Are you by chance one of those people who have a cousin or two that’s more than a little snotty and rude? Those kinds of semi-blood relatives who go out of their way to express that they’re in your presence out of obligation because they have friends who are richer than you and don’t have the thinning hair gene, and for some reason, know how best to go about blowing up the side of a house? However, you don’t hate them. They’re too charming, eloquent, pretty and fluffy while being able to be revolting at the same time. Such is what comes to my mind when I read the lyrics of EPO-555. I won’t beat around the bush about this. Their lyrics are puerile hokum. They hardly try. Sure, they are a pop band and sure, English is likely not their first language. But give me a break. I hope one day that humanity will discover the mysteries of the furthest reaches of space, if only to quell the ocean of songs dedicated to spatial imagery. But no, the universe has to be this expansive, ominous sea of black nothing that will surely destroy us all, if not for our sins, than for the sheer fuck of it. Granted there’s only one song about space, but the rest is rather melodramatic and opaque. And yet when it comes to their actual music, resistance is futile.
Their lyrics may seem secondary, but to make their music tertiary would be a primary sin, and they go through great pains to avoid committing it. Every song off this album surges up and over with pop brilliance of some kind, be it noise, straightforward indie or electronic pop. This is nothing new of course. Electronic music has been stirring quite a pseudo-movement in the indie universe. To many indie rockers, it has occurred to them that indie rock’s innocent simplicity and dance music’s sheer childlike joviality make fantastic bedfellows. What didn’t occur to them was that in order for this synthesis to work, they’d have to have even the most minute appreciation of electronic and dance music. The most popular acts have only been half-successful. Ben Gibbard did it because he thought it was kewl and would create a massive ocean of star-tattooed boys and girls aching to give him free coke and/or blow jobs**. Mates of State did it because they have no talent. And those in Frou Frou, I’m convinced, are robots. Bloc Party accomplished it, but they got ashamed and started ripping off Wire instead of Gang of Four. EPO do, however, make the hybrid work. They might not be inherently danceable and they might not altogether rock, but their knack for sonic atmosphere and pretty notes takes them sheer distances away from the aforementioned bands (Bloc Party somewhat excluded).
A listening of EPO-555 is a fanciful one.

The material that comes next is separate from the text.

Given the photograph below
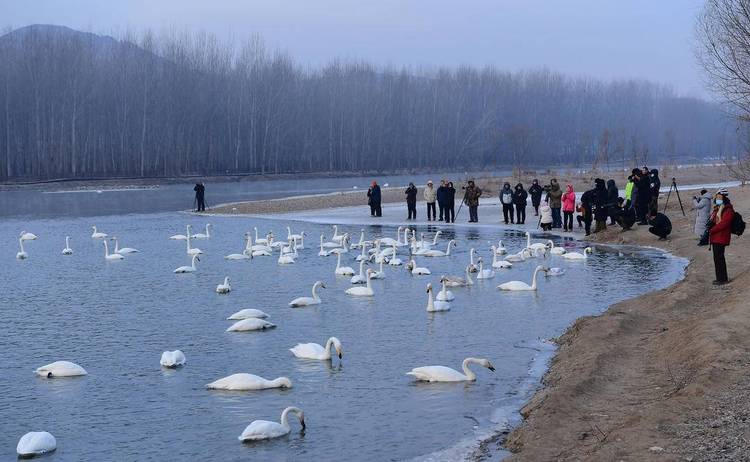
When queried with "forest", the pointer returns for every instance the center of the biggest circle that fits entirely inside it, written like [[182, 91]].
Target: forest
[[77, 105]]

No matter what shade of Scandinavian grey (is Denmark in Scandinavia?) they may hue themselves with, there is a glimmer of preciousness that pierces through every note. As soon as their second track “Hyperschlieb” kicks in, you’re awash in what I’d like to call “Euro-fuzziness,” sweet hushed vocals, light but varied guitars and pensive electronic beats. The electronic elements of EPO, for some songs, provide a consistent but low-key pulse and seep into the pre-industrial instruments with no roughness or desire to overtake the whole arrangement. For others they are more prominent but no less bullying. “Pizza Tintin” contains a top layer of a distorted beat with listless indie strumming under it before shattering the calm on all fronts, by far the most moving track aside from “Hyperschlieb.” “Tess La Coil” proves the poppiest of songs on the collection to add to it, it’s the most synth-poppiest of songs, a more high octane instance is “Maid in China,” which is lush with indie whimsy and rock radio gloss.

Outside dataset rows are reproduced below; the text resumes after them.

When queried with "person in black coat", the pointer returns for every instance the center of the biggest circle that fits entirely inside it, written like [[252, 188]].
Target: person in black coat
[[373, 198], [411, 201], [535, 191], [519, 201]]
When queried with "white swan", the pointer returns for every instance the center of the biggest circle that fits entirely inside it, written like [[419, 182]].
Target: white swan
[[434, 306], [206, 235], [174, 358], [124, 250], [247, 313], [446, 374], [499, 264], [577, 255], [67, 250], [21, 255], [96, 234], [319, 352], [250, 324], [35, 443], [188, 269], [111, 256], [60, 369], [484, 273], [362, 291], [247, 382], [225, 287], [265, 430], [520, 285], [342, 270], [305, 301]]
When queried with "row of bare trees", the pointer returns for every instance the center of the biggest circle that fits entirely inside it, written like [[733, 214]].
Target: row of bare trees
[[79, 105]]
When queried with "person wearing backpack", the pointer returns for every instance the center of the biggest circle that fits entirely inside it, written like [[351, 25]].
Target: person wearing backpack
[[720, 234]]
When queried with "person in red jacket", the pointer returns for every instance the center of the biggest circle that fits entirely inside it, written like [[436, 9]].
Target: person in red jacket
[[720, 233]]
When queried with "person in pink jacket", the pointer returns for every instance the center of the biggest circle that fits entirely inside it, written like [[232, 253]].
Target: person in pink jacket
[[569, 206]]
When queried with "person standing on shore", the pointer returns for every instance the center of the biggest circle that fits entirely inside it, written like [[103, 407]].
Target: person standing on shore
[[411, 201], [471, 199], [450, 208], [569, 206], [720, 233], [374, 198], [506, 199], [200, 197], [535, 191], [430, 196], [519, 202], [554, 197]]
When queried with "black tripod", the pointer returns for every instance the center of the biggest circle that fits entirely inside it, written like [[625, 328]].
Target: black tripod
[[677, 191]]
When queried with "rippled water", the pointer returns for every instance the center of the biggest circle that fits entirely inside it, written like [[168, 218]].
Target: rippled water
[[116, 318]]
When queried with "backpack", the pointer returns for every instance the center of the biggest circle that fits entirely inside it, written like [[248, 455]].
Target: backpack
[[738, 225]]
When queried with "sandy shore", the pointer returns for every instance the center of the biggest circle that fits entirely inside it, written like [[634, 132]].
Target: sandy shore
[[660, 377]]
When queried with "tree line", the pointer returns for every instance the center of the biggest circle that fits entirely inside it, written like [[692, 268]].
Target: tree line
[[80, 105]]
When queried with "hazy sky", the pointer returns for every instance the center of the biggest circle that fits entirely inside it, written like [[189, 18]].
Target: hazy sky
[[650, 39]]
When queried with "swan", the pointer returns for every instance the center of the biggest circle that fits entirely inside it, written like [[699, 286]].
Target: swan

EPO-555 overall cast a somber shadow, which seems more out of habit (for the genres they waft in and out of, not their nationality) than out of sincere ache and sorrow. This is totally cool though. If they were any more psyched to be playing music, they’d be Abba, and I’m not the type of person to take the time out of being annoyed to appreciate shit along those lines. If you are looking for that, however, may I direct you to a pop group from the pimply adolescence of the teeny-bopper era that, or so I’ve read, did mostly ABBA covers. Of course I forgot the name of that group (ed note: The A-Teens), it’s just a dick move of me to come out and say you’re up shit creek without a paddle.
** Critic’s note: I’m not seriously implying that Ben Gibbard is a drug-crazed bisexual pervert, only that The Postal Service lacks sufficient artistic substance to prove otherwise, just in case someone (Sub Pop) wanted to sue him for defamation of character.